See function docstrings for full parameter and return value descriptions.

pecking.skim_lowest/pecking.skim_highest

Direct interface to the underlying statistical tests.

def skim_highest(
    samples: typing.Sequence[typing.Sequence[float]],
    labels: typing.Optional[typing.Sequence[typing.Union[str, int]]] = None,
    alpha: float = 0.05,
) -> typing.List[typing.Union[str, int]]:
    """Identify the set of highest-ranked groups that are statistically
    indistinguishable amongst themselves based on a Kruskal-Wallis H-test
    followed by multiple Mann-Whitney U-tests."""
def skim_highest(
    samples: typing.Sequence[typing.Sequence[float]],
    labels: typing.Optional[typing.Sequence[typing.Union[str, int]]] = None,
    alpha: float = 0.05,
) -> typing.List[typing.Union[str, int]]:
    """Identify the set of lowest-ranked groups that are statistically
    indistinguishable amongst themselves based on a Kruskal-Wallis H-test
    followed by multiple Mann-Whitney U-tests."""

pecking.mask_skimmed_rows

Tidy-data interface to calculate the results of skim_lowest/skim_highest among row groups in a DataFrame.

def mask_skimmed_rows(
    data: pd.DataFrame,
    score: str,
    groupby_inner: typing.Union[typing.Sequence[str], str],
    groupby_outer: typing.Union[typing.Sequence[str], str] = tuple(),
    skimmer: typing.Callable = skim_highest,
    **kwargs: dict,
) -> pd.Series:
    """Create a boolean mask for a DataFrame, identifying rows within
    significantly outstanding groups.

    This function applies a two-level grouping to the input DataFrame: an outer
    grouping ('groupby_outer') followed by an inner grouping ('groupby_inner').
    For each inner group, it uses a 'skimmer' function to determine which rows
    are part of significantly outstanding groups based on a specified 'score'
    column. Only inner groups within the same outer group are compared.

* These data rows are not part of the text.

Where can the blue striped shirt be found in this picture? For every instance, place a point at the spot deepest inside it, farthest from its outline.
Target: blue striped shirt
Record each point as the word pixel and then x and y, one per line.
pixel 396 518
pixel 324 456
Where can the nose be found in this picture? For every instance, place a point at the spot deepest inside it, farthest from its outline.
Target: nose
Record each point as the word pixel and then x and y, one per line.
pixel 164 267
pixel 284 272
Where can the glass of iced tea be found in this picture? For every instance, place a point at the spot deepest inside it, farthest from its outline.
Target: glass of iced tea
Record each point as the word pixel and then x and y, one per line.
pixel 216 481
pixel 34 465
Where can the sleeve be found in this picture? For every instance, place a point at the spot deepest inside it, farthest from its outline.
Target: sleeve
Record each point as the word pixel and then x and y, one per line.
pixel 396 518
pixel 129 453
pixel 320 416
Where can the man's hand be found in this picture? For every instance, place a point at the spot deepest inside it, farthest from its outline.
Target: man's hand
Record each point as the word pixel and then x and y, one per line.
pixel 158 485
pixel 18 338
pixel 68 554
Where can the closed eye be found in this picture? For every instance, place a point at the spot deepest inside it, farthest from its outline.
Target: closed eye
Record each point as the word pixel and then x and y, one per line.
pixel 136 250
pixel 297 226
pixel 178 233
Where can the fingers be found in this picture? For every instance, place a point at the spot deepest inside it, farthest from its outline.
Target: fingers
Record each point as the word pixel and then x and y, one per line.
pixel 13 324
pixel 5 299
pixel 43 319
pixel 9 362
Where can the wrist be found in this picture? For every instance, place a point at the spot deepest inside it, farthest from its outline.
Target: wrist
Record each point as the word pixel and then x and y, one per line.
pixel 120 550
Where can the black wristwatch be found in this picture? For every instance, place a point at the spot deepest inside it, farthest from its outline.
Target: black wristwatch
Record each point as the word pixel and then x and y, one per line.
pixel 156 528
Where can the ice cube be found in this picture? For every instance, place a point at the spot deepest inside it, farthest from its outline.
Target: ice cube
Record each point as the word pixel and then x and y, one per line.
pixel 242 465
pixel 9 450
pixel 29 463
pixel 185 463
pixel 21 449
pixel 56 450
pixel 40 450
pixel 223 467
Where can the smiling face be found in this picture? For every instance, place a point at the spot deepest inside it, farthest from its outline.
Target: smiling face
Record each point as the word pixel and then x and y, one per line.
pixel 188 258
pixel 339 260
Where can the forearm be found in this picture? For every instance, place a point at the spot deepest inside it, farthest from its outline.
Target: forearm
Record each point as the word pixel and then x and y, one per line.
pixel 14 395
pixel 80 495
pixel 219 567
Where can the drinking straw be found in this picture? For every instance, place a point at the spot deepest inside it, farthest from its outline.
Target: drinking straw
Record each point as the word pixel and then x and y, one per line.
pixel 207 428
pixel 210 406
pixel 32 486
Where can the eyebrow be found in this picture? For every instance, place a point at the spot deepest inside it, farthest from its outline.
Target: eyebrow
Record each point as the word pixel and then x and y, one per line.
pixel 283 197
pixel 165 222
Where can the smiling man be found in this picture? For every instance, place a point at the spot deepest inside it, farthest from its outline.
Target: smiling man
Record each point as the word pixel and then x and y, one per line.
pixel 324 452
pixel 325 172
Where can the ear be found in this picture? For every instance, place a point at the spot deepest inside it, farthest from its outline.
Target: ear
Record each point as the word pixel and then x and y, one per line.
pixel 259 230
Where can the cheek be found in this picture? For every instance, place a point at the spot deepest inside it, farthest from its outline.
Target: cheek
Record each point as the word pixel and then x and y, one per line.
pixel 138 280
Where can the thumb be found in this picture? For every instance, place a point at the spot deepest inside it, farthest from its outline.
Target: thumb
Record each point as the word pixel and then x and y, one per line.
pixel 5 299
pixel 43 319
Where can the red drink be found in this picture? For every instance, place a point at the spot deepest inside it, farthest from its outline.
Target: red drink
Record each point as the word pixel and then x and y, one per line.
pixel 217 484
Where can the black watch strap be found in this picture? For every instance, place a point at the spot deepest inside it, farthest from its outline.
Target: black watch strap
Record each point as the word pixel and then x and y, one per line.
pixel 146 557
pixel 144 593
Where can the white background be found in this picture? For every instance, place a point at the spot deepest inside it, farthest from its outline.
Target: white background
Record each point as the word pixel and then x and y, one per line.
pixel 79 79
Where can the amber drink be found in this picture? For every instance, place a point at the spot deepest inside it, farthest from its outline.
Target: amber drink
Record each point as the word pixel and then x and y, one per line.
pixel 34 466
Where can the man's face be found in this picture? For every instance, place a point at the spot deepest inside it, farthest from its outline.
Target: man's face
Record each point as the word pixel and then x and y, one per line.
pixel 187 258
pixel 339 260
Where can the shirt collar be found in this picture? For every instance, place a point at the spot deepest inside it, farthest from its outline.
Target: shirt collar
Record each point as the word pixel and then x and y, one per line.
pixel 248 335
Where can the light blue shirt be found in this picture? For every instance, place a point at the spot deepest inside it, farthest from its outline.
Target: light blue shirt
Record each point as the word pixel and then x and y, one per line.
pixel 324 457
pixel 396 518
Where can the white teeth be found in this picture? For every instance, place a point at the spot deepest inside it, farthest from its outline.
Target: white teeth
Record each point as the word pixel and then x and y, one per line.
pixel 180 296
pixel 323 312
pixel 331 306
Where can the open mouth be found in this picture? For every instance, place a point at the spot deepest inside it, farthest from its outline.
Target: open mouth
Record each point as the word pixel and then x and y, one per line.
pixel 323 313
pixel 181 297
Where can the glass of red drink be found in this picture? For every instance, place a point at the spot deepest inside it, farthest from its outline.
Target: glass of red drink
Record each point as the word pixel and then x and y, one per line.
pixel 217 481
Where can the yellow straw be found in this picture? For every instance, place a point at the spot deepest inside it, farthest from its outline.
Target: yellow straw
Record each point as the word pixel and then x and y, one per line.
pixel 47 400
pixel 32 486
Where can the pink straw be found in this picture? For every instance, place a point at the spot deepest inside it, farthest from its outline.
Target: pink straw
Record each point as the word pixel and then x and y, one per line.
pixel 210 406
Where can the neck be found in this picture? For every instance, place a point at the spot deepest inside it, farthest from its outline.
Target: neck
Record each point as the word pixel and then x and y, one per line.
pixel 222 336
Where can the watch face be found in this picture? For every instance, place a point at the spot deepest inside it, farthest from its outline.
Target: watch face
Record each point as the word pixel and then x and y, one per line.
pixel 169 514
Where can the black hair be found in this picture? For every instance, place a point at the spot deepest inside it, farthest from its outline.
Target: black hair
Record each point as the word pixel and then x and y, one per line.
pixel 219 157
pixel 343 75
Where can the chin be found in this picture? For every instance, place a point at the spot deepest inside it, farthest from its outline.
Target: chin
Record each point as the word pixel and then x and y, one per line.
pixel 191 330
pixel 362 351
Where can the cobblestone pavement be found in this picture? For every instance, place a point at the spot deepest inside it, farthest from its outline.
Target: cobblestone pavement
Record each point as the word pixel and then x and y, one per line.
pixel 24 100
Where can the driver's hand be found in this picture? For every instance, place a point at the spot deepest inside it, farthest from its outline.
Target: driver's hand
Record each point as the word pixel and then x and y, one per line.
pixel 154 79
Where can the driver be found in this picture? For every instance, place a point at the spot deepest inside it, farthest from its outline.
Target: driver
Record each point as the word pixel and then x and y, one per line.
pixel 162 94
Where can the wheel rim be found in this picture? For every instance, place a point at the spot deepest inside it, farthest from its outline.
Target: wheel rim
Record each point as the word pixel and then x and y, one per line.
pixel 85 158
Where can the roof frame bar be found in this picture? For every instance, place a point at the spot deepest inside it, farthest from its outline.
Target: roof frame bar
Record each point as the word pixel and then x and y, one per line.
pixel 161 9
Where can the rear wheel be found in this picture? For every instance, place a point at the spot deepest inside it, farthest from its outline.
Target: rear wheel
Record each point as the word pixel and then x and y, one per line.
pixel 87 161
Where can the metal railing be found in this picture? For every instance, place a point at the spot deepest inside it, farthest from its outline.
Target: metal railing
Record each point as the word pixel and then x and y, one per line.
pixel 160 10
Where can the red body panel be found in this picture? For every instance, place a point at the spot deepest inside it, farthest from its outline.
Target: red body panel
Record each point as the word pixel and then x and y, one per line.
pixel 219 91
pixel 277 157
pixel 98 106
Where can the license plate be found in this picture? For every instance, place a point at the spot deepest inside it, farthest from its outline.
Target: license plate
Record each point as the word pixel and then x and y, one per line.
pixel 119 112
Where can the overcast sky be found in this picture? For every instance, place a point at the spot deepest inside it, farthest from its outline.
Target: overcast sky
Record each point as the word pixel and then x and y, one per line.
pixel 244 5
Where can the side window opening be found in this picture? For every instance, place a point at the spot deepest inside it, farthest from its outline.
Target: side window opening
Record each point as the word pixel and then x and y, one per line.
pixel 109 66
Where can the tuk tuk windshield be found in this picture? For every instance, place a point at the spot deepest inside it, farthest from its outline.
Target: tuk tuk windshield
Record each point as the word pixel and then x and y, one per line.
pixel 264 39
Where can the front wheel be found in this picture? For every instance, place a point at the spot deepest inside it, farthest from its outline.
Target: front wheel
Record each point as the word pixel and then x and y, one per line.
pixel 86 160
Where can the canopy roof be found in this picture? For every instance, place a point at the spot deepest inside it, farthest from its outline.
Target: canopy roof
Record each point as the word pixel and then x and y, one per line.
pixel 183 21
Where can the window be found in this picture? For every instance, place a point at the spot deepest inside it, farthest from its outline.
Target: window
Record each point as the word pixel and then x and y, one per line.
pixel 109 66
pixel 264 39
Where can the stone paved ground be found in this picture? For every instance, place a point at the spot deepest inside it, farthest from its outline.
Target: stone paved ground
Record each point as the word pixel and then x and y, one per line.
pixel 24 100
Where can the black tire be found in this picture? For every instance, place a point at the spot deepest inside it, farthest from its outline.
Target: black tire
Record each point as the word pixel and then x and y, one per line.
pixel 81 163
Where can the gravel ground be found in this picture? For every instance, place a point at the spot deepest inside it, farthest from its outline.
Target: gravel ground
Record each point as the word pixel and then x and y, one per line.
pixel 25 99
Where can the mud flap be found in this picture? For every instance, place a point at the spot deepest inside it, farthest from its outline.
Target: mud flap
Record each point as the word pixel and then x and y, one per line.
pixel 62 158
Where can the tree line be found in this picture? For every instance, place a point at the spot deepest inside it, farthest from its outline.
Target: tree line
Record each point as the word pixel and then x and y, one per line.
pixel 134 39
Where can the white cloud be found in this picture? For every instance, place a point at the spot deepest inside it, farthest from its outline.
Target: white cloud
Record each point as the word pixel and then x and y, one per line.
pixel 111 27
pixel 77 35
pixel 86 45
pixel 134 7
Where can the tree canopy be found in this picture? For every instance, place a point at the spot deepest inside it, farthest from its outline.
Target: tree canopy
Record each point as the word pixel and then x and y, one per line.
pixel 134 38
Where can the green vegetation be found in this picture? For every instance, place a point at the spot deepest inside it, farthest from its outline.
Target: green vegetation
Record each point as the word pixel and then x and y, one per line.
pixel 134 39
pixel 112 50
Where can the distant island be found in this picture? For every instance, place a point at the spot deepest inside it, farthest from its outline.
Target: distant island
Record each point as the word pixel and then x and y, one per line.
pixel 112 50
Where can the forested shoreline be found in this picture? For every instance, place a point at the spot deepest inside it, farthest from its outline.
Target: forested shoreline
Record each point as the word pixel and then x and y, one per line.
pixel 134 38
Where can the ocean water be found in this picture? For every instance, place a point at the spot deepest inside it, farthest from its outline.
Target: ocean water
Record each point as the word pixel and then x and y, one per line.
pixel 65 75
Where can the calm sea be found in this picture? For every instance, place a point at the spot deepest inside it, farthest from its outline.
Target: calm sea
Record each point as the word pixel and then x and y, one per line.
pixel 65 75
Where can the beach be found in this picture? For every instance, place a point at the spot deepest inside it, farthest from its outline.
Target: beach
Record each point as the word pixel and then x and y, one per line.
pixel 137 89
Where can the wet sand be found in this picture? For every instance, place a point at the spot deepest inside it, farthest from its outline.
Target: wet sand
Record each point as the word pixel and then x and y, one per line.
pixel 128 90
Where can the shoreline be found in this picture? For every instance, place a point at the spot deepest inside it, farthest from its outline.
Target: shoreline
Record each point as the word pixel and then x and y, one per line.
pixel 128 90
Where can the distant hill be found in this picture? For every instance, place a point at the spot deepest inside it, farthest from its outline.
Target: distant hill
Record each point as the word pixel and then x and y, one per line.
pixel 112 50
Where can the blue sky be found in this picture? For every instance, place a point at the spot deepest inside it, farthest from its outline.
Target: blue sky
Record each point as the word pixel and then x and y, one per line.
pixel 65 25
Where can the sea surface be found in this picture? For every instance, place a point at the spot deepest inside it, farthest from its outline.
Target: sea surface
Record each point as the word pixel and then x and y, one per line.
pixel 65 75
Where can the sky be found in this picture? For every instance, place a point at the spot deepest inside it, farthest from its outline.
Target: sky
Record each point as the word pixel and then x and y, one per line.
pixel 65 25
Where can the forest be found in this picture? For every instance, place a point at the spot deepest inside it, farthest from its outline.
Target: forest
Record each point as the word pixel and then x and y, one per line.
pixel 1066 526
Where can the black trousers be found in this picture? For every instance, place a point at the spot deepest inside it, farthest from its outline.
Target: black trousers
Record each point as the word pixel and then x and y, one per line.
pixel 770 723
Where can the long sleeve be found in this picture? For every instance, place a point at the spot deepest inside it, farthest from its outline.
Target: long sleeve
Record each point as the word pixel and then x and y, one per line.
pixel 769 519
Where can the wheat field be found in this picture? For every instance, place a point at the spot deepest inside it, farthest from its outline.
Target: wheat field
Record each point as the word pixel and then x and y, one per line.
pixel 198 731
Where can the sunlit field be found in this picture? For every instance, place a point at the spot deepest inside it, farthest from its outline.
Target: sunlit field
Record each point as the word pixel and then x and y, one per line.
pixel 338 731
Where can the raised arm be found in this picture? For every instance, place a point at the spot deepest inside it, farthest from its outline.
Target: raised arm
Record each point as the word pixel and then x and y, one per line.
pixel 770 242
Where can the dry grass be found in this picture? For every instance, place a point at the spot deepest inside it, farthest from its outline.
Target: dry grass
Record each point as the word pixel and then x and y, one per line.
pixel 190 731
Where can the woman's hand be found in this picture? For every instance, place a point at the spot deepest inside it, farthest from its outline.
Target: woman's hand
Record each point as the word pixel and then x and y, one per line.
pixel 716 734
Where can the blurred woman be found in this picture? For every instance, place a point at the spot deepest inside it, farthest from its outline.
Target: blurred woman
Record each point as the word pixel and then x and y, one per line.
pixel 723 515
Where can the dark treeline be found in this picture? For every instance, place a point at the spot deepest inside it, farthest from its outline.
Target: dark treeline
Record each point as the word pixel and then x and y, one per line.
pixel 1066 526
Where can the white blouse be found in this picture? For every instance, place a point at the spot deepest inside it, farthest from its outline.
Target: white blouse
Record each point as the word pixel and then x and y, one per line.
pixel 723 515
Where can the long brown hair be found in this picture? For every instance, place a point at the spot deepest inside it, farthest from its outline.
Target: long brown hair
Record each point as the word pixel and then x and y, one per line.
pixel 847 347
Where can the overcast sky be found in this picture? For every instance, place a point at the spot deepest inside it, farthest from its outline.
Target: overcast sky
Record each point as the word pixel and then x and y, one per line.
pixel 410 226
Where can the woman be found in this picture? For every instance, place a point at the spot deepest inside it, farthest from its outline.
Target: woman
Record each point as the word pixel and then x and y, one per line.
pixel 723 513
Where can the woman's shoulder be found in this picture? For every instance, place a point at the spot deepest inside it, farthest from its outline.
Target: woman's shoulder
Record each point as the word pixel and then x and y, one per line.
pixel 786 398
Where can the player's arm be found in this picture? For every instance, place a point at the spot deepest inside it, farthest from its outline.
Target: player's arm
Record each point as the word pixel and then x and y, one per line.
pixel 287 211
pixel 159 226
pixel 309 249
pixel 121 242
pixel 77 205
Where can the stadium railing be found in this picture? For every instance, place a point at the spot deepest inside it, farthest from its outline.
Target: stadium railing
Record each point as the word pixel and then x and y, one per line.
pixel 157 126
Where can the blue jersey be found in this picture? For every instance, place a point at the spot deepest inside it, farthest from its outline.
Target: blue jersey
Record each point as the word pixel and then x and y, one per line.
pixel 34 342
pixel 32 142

    Rows identified as members of significantly outstanding inner groups are
    marked True in the returned Series, while all others are marked False."""

pecking.peckplot

Wraps seaborn.catplot to add hatched backgrounds behind the best and worst groups within the each row/col facet. (Comparison scope/pooling can be controlled with *_group parameters.)

def peckplot(
    data: pd.DataFrame,
    score: str,
    x: typing.Optional[str] = None,
    y: typing.Optional[str] = None,
    hue: typing.Optional[str] = None,
    col: typing.Optional[str] = None,
    row: typing.Optional[str] = None,
    x_group: typing.Literal["inner", "outer", "ignore"] = "inner",
    y_group: typing.Literal["inner", "outer", "ignore"] = "inner",
    hue_group: typing.Literal["inner", "outer", "ignore"] = "inner",
    col_group: typing.Literal["inner", "outer", "ignore"] = "outer",
    row_group: typing.Literal["inner", "outer", "ignore"] = "outer",
    skimmers: typing.Sequence[typing.Callable] = (
        functools.partial(skim_highest, alpha=0.05),
        functools.partial(skim_lowest, alpha=0.05),
    ),
    skim_hatches: typing.Sequence[str] = ("*", "O.", "xx", "++"),
    skim_labels: typing.Sequence[str] = ("Best", "Worst"),
    skim_title: typing.Optional[str] = "Rank",
    orient: typing.Literal["v", "h"] = "v",
    **kwargs: dict,
) -> sns.FacetGrid:
    """Boxplot the distribution of a score across various categories,
    highlighting the best (and/or worst) performing groups.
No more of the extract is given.